Clinical Utility of Transcranial Magnetic Stimulation (TMS) in the Presurgical Evaluation of Motor, Speech, and Language Functions in Young Children With Refractory Epilepsy or Brain Tumor: Preliminary Evidence

Abstract

Accurate presurgical mapping of motor, speech, and language cortices, while crucial for neurosurgical planning and minimizing post-operative functional deficits, is challenging in young children with neurological disease. In such children, both invasive (cortical stimulation mapping) and non-invasive functional mapping imaging methods (MEG, fMRI) have limited success, often leading to delayed surgery or adverse post-surgical outcomes. We therefore examined the clinical utility of transcranial magnetic stimulation (TMS) in young children who require functional mapping. In a retrospective chart review of TMS studies performed on children with refractory epilepsy or a brain tumor, at our institution, we identified 47 mapping sessions in 36 children 3 years of age or younger, in whom upper and lower extremity motor mapping was attempted; and 13 children 5-6 years old in whom language mapping, using a naming paradigm, was attempted. The primary hand motor cortex was identified in at least one hemisphere in 33 of 36 patients, and in both hemispheres in 27 children. In 17 children, primary leg motor cortex was also successfully identified.
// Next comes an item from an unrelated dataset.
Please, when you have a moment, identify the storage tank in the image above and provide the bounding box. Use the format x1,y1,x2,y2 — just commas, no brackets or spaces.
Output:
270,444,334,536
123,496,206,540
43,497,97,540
The language cortices in temporal regions were successfully mapped in 11 of 13 patients, and in six of them language cortices in frontal regions were also mapped, with most children (n = 5) showing right hemisphere dominance for expressive language. Ten children had a seizure that was consistent with their clinical semiology during or immediately following TMS, none of which required intervention or impeded completion of mapping. Using TMS, both normal motor, speech, and language developmental patterns and apparent disease induced reorganization were demonstrated in this young cohort. The successful localization of motor, speech, and language cortices in young children improved the understanding of the risk-benefit ratio prior to surgery and facilitated surgical planning aimed at preserving motor, speech, and language functions. Post-operatively, motor function was preserved or improved in nine out of 11 children who underwent surgery, as was language function in all seven children who had surgery for lesions near eloquent cortices. We provide feasibility data that TMS is a safe, reliable, and effective tool to map eloquent cortices in young children.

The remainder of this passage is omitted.